Bulkers, you want to keep your sprints and sprint volume short. 100m maximum in terms of distance; 10 intervals at most per session. Really, you should be doing 6-10 sprints with full recovery two to three times per week, using proper workout nutrition protocol. This is nothing new and this isn’t rocket science. If you cater to the above, you should have no problems with recovery, injury or overtraining.
A few example splits are as follows:
For the HSTer
Mon: Workout 1
Tues: 100m HIIT (6-8 sprints)
Weds: Workout 2
Fri: 100m HIIT (10 sprints)
Sat: Workout 3
For the One Muscle Group/Day Lifter
Thurs: a.m. 100m HIIT (6-8 sprints)/ p.m. Arms
Sat: 100m HIIT (10 sprints)
That’s all there really is to it. So let’s all really get to it, run our sprints, and start taking our fitness and physique goals to that next level. Race ya’ to the finish perhaps?
“There are as many reasons for running as there are days in the year, years in my life. But mostly I run because I am an animal and a child, an artist and a saint. So, too, are you. Find your own play, your own self-renewing compulsion, and you will become the person you are meant to be…”
– George Sheehan
1. John Ivy “Muscle glycogen synthesis before and after exercise” Sports Medicine (1991) 11: 6-19.
2. William M. Sherman “Metabolism of sugars and physical performance” Am J Clin Nutr (1995) 62(suppl): 228S-41S.
3. Vollestad NK, Blom PC. Effect of varying exercise intensity on glycogen depletion in human muscle fibres. Acta Physiol Scand. 1985 Nov;125(3):395-405.

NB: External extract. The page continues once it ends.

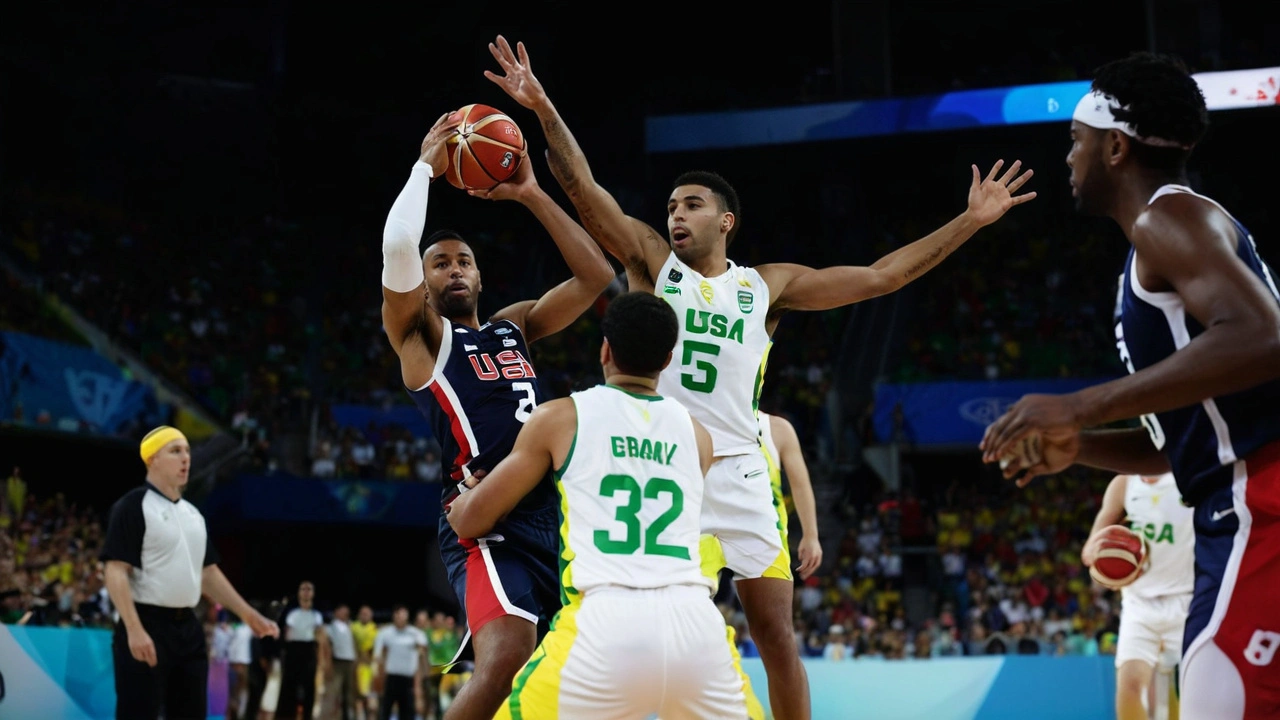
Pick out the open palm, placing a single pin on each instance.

4. Green HJ. Glycogen depletion patterns during continuous and intermittent ice skating. Med Sci Sports. 1978 Fall;10(3):183-7.
5. Greenhaff PL, Nevill ME, Soderlund K, Bodin K, Boobis LH, Williams C, Hultman E. The metabolic responses of human type I and II muscle fibres during maximal treadmill sprinting. J Physiol. 1994 Jul 1;478 ( Pt 1):149-55.
6. Tremblay A, Simoneau JA, Bouchard C. Impact of exercise intensity on body fatness and skeletal muscle metabolism. Metabolism. 1994 Jul;43(7):814-8.